Vladimir Putin is TIME magazine’s Person of the Year for 2007. To accompany their cover photo, which is remarkably suggestive of Lord Voldemort, editors Richard Stengel and Adi Ignatius made a special trip to Moscow to provide us with their trademark up-close-and-personal assessment the man.
Among the many verdicts they render, however, there is one that just does not ring true. “Putin,” they write, “is sardonic but humorless. In our hours together, he didn't attempt a joke, and he misread several of our attempts at playfulness.”
Not funny? Not playful? Putin? I think his G8 colleagues would beg to differ! Recall the summit in Scotland, when Schroeder casually remarked of the Brits: “You can’t trust people who cook as badly as that,” to which Putin deftly added, “but what about hamburgers?”
Or the summit in St. Petersburg when, after acknowledging the accolades of his guests, Putin added, “My next big goal is to find a way that Jacques Chirac won’t complain about the food.” And who can forget Putin’s inimitable repartee to George Bush’s wish that Russia would someday become a democracy like Iraq? “We certainly would not want to have the same kind of democracy as they have in Iraq, I will tell you quite honestly.”
Not funny? To the contrary, Putin's jocular interaction with journalists is something that even the New York Times has picked up on.
So how did Time magazine’s editors get the impression that Putin was humorless? The full transcript of the interview, available on the Kremlin’s web site, reveals how the editors went about attempting to be playful.
At the very outset, after informing the President what an important and serious an interview this will be, one of the editors, presumably Adi Ignatius, tries to connect with Putin on a personal level by informing him that they had been born just two years apart, he in 1948 and Putin in 1946. How then can “our generation” learn to cooperate better?
The only problem is that Putin was not born in 1946. As he gently points out to his very important and serious questioner, since his parents had lost their health as well as two children during the blockade of Leningrad, “I think I was born a bit later—in 1952.”
Not funny? That one had me rolling in the aisles.
Later on during the session, having explained to his questioners in excruciating detail why Russia does not intervene in the internal affairs of other countries--it inevitably causes unforeseen repercussions--they make another stab at playfulness by suggesting that, since Putin feels that external forces are trying to influence the affairs inside Russia, he should do the same to America. TIME magazine would be only too happy to serve as a conduit so go ahead, they say, tell us your choice for the next president of the United States: “Perhaps, in this way, you can yourself influence the American elections.”

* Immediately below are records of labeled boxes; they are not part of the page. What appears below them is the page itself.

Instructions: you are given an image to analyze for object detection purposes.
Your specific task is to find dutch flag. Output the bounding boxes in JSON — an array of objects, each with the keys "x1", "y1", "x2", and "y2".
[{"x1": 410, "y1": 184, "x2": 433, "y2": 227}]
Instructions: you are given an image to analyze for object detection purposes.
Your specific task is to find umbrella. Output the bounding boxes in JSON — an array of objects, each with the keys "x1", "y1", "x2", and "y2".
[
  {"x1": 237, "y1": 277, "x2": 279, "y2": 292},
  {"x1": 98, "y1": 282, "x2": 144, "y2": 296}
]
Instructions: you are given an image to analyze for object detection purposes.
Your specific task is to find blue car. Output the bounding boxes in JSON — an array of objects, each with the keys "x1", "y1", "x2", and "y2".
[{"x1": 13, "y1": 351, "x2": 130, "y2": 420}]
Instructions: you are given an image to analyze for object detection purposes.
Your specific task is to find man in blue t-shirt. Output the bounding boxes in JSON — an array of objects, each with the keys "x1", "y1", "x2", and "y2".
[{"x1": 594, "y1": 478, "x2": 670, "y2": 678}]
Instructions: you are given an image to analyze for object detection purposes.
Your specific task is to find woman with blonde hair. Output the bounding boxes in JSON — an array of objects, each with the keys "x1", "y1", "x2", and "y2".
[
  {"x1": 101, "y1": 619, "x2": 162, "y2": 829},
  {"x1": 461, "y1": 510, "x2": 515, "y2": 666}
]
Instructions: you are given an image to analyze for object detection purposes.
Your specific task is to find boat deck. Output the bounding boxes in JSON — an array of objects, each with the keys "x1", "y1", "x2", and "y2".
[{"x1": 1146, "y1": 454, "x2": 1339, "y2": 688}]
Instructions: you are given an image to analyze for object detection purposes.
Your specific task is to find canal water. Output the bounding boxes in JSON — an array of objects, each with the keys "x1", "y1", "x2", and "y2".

But rather than understanding this as an attempt at playfulness, Putin drily responds: “I see that you have understood nothing. The principle that guides us is that we consider it bad to intervene in the internal affairs of other countries.”
What a grouch!
Admittedly, a lot gets lost in the translation of Putin’s earthy humor, but it is clearly wrong to call him humorless. Understanding the humor of others, however, does take a conscious effort—the effort of putting one’s self in another person’s shoes.
When this happens, humor can become a bridge and a learning device that allows us to see ourselves as others see us. As when, in an interview with the German news magazine Spiegel, Putin recalled an old East German joke: “How can you tell which of the telephones on [Communist party leader] Honecker’s desk is the direct line to Moscow? The one with only a receiver and no mouthpiece. . . . The same goes for NATO, except that the telephone line goes not to Moscow in this case but to Washington.”
That’s a joke, of course, but as Putin likes to remind his interviewers, every joke contains a grain of truth. One just has to be willing to see it.